I should add that Matt Stawicki did a fantastic job on the cover. I love this painting!

Monday, May 28, 2018

Crossroads of Darkover: Rosemary & India Edghill on Story Inspiration

This all-new Darkover anthology features tales of decisions, turning
points, love lost and found, all in the beloved world of the Bloody Sun. Stories by Jenna Rhodes, Pat MacEwen, Gabrielle Harbowy, Evey Brett, Rosemary and India Edghill, Diana L. Paxson, and more!


Order yours today at: iBookKindleKoboNook

Table of Contents is here.



While we (Rosemary and India Edghill) have collaborated before – which is always wonderful, because we have different strengths as writers – this is our first Darkover collaboration.  So in addition to working with each other, we’re also working within a third author’s universe.  Being able to “play” in MZB’s power Darkover universe and to co-author with each other is incredibly energizing.

            Our story in CROSSROADS OF DARKOVER is “A Cobbler to His Last,” and was inspired not only by the Darkovan Dry Towns, but by the research India’s done on women’s life in the Middle East, as well as by what we now know about how  the people that anthropologists like Margaret Mead actually felt about being interviewed.  One of Mead’s original subjects said later that she and her purposely mislead Mead and invented answers to what they felt were intrusive questions.  In comparison to Mead’s monumental but controversial works, Elizabeth Warnock Fernea lived within the women’s world her husband (a fellow anthropologist) could not enter, and her works are regarded as groundbreaking and definitive in the field of women’s studies in the Middle East.

            India has a long-standing interest in the Dry Towns, and Rosemary agreed that seeing scenic Darkover through the eyes of a woman who arrives with no real information about Darkover except that the Darkovan women live horrifically restricted lives.  So what would really be going on when our protagonist, Grace, tried to study Darkovan women?  What will Grace really find?  And what would the Darkovan women think when they interacted with her?

            Tossing a woman from a very egalitarian society into newly-opened Darkover was a fascinating.  Grace interacts with comynara, Renunciates, farmers’ wives, and chained Dry Town women, and struggles to truly understand what she learns – which turns out to be harder to do than she’d thought it would be. Remaining totally object turns out to be almost impossible.  In the end, she learns more, perhaps, than she truly wanted to about relationships between men and women.

            Unfortunately, since “Cobbler to His Last” is a short story, not a novel, we weren’t able to include everything we’d wanted to add to the mix.  However, we had a lot of fun playing what, say, the small-holders’ wives opinions of the studious off-worlder in their midst.  Or India’s favorite scene-that-doesn’t-exist in the confines of the story:  Lord Akram’s conversation with his mother when she tells him he’s going to have to take on yet another wife!




Rosemary Edghill describes herself as the keeper of the Eddystone Light, corny as Kansas in August, normal as blueberry pie, and only a paper moon.

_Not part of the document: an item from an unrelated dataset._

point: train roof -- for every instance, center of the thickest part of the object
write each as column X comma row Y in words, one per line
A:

She says she was found floating down the Amazon in a hatbox, and, because criminals are a cowardly and superstitious lot, she became a creature of the night (black, terrible). She began her professional career working as a time-traveling vampire killer and has never looked back. She's also a New York Times Bestselling Writer. 

About herself, India Edghill writes, Having written four books about Biblical women (Delilah, Queenmaker, Wisdom's 
Daughter, and Game of Queens), I'm now writing an epic-length romantic historical novel set in Victorian India.  And India (that's me, not the country) is also going Indie!  My short stories will be available in a collection:  The Courtesan Who Loved Cats and Other Stories, and my mystery series set in 1984 New York City, starring Cornelia Upshaw, a professional temporary secretary, will be continued as well.  The first book in the series, File M For Murder, should be reissued in 2017.